Le 31 décembre dernier, le gouvernement publiait au Journal Officiel un décret (n°2010-1731) relatif à l’intervention des professionnels de santé exerçant à titre libéral dans les établissements d’hébergement pour personnes âgées dépendantes.
Pour le législateur, comme pour les cabinets, cette intervention, tout en étant réalisé sous le mode libéral et donc excluant tout lien de subordination induit dans un contrat de travail, répond à des conditions particulières d’exercice qui doivent être précisées dans un contrat devant être conclu entre le professionnel de santé et le directeur d’établissement d’ici fin mars.

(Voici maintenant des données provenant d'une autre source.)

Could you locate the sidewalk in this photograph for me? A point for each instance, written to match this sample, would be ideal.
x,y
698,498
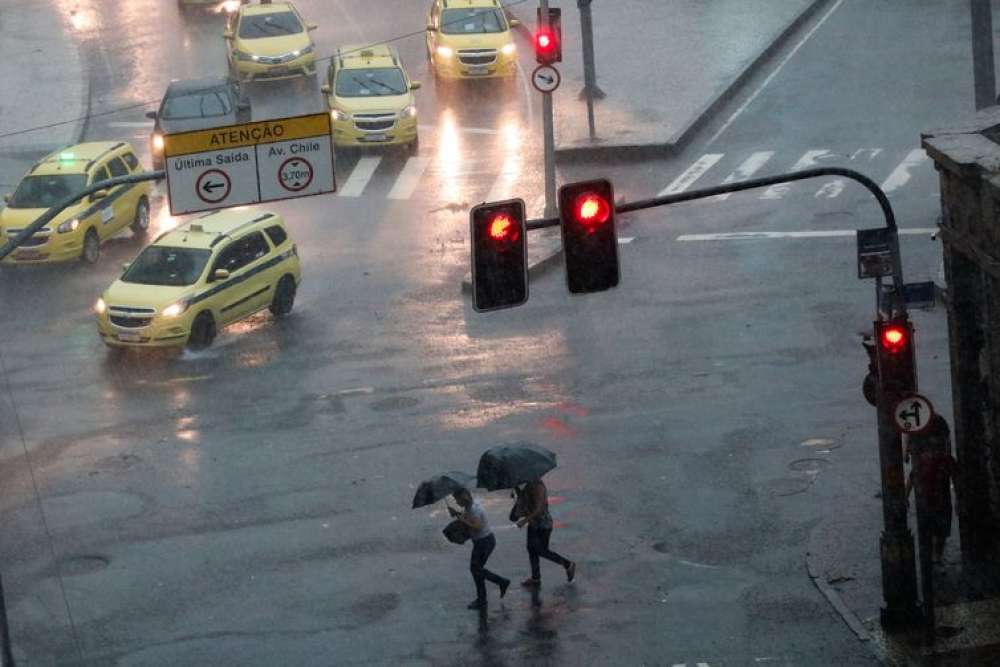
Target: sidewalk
x,y
45,72
664,66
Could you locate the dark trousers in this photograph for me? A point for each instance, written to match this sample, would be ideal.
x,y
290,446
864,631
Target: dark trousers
x,y
538,547
481,550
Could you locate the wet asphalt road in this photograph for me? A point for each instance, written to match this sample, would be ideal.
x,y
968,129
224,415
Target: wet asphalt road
x,y
249,504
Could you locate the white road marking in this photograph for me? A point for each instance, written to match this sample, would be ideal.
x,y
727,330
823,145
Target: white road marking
x,y
692,174
745,170
773,74
359,178
900,176
752,236
809,159
409,178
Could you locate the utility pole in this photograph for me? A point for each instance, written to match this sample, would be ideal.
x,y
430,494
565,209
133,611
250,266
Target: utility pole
x,y
548,131
983,71
590,90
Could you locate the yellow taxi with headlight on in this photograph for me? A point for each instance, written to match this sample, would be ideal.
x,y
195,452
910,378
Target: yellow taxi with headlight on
x,y
79,231
200,277
471,39
370,97
269,41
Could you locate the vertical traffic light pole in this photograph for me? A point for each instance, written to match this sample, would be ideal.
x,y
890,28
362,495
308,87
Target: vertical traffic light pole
x,y
899,588
548,128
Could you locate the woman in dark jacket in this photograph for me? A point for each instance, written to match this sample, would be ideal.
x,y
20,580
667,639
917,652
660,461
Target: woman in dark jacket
x,y
532,510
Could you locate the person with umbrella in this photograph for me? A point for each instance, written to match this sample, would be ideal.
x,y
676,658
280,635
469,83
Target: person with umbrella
x,y
483,543
521,467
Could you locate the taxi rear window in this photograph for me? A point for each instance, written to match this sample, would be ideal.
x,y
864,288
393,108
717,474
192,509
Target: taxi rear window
x,y
274,24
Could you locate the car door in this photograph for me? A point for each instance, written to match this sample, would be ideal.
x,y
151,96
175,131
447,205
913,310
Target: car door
x,y
124,197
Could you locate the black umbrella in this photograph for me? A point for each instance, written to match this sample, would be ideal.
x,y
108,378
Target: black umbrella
x,y
439,486
507,466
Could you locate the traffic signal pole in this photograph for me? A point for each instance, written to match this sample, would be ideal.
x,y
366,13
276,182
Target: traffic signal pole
x,y
899,582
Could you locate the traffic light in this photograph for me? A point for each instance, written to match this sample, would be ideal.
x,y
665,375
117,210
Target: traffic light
x,y
499,255
548,37
897,370
590,242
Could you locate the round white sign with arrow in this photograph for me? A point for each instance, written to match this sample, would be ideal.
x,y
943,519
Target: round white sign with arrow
x,y
912,414
545,78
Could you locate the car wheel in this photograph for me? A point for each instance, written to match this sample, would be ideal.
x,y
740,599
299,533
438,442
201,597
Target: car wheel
x,y
202,331
140,223
91,247
284,297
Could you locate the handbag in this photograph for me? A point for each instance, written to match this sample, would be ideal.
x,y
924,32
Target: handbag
x,y
457,532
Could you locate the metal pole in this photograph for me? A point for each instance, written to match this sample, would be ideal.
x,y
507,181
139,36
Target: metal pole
x,y
548,132
590,89
983,73
6,651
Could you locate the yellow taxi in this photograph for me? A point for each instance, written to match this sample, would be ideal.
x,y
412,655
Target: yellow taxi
x,y
199,277
471,39
269,41
370,97
77,232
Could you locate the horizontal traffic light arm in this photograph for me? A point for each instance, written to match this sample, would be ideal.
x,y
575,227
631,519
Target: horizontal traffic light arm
x,y
767,181
52,212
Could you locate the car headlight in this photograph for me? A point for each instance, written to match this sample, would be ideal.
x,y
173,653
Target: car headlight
x,y
70,225
175,309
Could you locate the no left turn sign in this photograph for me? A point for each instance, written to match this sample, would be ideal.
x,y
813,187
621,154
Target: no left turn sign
x,y
295,174
212,186
912,414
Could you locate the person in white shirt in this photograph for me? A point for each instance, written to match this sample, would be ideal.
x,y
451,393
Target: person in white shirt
x,y
483,543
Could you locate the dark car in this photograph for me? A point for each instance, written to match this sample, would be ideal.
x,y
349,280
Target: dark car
x,y
195,104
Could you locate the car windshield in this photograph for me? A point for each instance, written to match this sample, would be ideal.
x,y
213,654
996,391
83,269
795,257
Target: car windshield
x,y
46,191
160,265
212,102
269,25
371,82
471,21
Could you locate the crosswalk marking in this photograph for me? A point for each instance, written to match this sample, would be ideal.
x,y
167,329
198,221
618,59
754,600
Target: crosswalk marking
x,y
359,178
692,174
900,176
409,178
809,159
749,167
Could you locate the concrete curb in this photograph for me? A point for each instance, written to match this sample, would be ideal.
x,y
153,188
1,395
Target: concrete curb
x,y
680,139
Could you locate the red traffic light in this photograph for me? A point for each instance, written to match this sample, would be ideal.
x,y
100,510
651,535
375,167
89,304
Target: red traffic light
x,y
894,338
591,209
502,228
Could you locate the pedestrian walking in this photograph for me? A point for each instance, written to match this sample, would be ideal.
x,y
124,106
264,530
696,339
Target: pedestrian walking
x,y
531,509
483,543
931,473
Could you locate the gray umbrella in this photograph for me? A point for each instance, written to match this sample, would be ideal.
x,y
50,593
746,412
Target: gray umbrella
x,y
507,466
440,486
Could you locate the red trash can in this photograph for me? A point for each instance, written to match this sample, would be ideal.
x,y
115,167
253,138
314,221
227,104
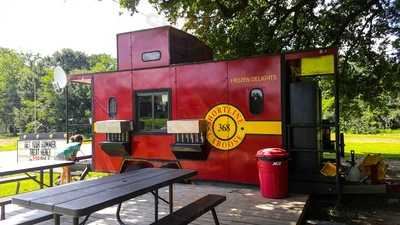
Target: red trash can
x,y
273,172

Ce contrat prévoit également les modalités de rémunération du professionnel de santé pour sa participation à une réunion annuelle de la commission de coordination gériatrique organisée par le médecin coordonnateur de l’établissement.

En application du droit au libre-choix, chaque personne hébergée est susceptible de choisir un ou plusieurs professionnels de santé de son choix. C’est pourquoi le décret prévoit que le contrat de séjour qui régit les rapports entre le résident et l’établissement mentionne expressément la nécessité, pour un professionnel de santé libéral, de conclure le contrat prévu par ce texte.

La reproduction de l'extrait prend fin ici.